A fresh start for US-Soviet talks

THE meeting of Soviet Foreign Minister Andrei A. Gromyko and US Secretary of State George P. Shultz in Geneva Jan. 7 and 8 to renew arms control talks will at least end the unfortunate year-long hiatus due to the Soviet boycott of INF and START talks.

The announced aim is ambitious: to reach ''accords on the entire complex of questions concerning nuclear and space weapons.'' But the initial meetings can only be exploratory; at most they can fix a framework for pursuing actual negotiations which are bound to be lengthy even if both sides are serious.

At one level both probably are. The Soviets seem genuinely concerned about the President's ''star wars'' initiative and perhaps the US weapons buildup in general. And there is little reason to doubt that President Reagan would like history to record him as having bolstered peace.

But whether either side is prepared to compromise to reach agreements is a harder question. Soviet leader Konstantin U. Chernenko speaks of reviving the detente of the 1970s, which was badly oversold by Richard Nixon and Henry Kissinger. But the disillusion with the Soviet military buildup and actions to expand its influence hardly make that an attractive model in the US.

But what is Mr. Reagan willing to trade for Soviet reductions or restraint? That is unclear. He may be following Mr. Shultz rather than the Defense Department presently, but the tough choices are yet to come. Will Reagan decide to give up ''star wars,'' or to cut back on strategic systems like the MX, B-1, Stealth, Trident II, or cruise missiles in exchange for Soviet concessions? For such decisions the President would have to become more involved and overrule his Defense advisers (and others).

If serious negotiations do get under way, we would be wise to keep in mind some key realities:

* Arms control will not solve our nuclear predicament. Much of the pressure for negotiations springs from understandable concern about the huge size of nuclear arsenals and fear of nuclear war. Agreements could have many benefits: They could lessen uncertainties about the programs of the other side, encourage less vulnerable systems, even reduce inventories. But any conceivable agreement will still leave vast nuclear stockpiles, and will not banish the specter of nuclear war. Our fate is to live with nuclear deterrence as the basis of peace (if we are fortunate); arms control may buttress it but cannot replace it.
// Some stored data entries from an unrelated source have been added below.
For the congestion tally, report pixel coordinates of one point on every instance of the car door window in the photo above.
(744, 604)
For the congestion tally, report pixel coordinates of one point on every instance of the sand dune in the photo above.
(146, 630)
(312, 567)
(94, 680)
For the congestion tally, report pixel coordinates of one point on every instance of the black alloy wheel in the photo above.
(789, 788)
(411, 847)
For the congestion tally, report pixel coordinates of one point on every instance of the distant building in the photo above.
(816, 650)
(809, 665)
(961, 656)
* We should be clear about our negotiating aims. In part this means public (and official) understanding of the point just made in order to avoid false hopes. But choices need to be made among even possible objectives. Making weapons less vulnerable on both sides should have high priority, in the interest of stability. Hence the modernizing of weapons should probably be channeled rather than wholly forbidden. Our positions should, of course, reflect our interests, but to be accepted and to endure, any agreement must benefit both sides.

* Verification is essential but cannot be foolproof. In the absence of trust, we must verify compliance. Yet inspection by satellites or even on-site cannot be certain of detecting every violation, as opponents of agreements often stress. In terms of security, however, that is not the proper standard. The need is to detect any violation before it could significantly change the military balance or impair security, or in time to redress any imbalance.
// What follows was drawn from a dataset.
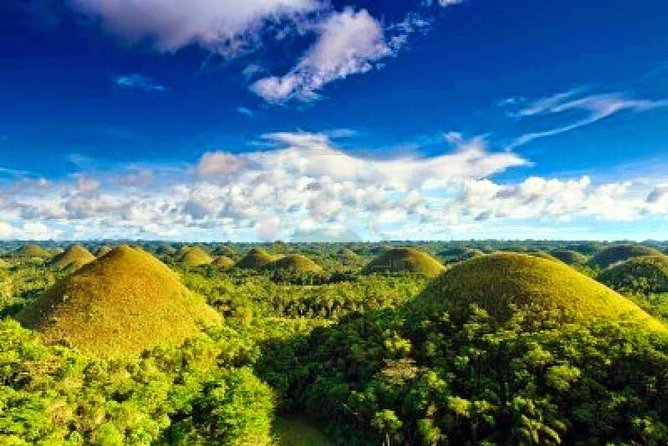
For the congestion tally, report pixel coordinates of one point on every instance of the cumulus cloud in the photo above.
(224, 27)
(595, 107)
(349, 42)
(302, 186)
* The awkward issue of linkage to other Soviet conduct cannot be ducked. Relations with the Soviet Union are antagonistic and competitive and will remain so indefinitely. Despite this, however, both sides share the interest in survival and avoiding a nuclear holocaust. Arms control seeks to advance this common interest, but conflicts and rivalry will continue in other areas. Of course, our total policy should impose constraints on Soviet expansion. If arms control is to be pursued, however, it has to be somewhat divorced from the other competition to obtain the benefits in security. But in some cases, like the Afghan invasion, the strain is too great.

* Patience in negotiations is indispensable. They are bound to be slow and contentious. Democratic pressures for rapid results put our representatives at a disadvantage. Ideally, both sides would treat reducing the danger of nuclear war , increasing stability, and cutting armaments and spending as common problems for which both sides would seek the best solutions. Someday perhaps arms control will be approached in those terms, but that has not been the case so far. Each side seeks its own advantage, yielding only what it must to get the concessions it most desires. Hence impatience can be costly.

Finally, we should recognize that arms control, although useful and necessary , is only one portion of a complete policy toward the Soviet Union. It must be kept in perspective. That is well done in the recent statement on ''Managing East-West Conflict'' by an international group of former political leaders and others, organized by the Aspen Institute, which offers a sensible and balanced framework for a comprehensive East-West policy. The joint statement is realistic both in its appraisal of Soviet purposes and prospects, and in its proposals for action to manage and improve relations with the USSR. In his second term, the President has the opportunity to develop a consensus on a middle-of-the road East-West policy along these lines. He would serve the nation well by doing so.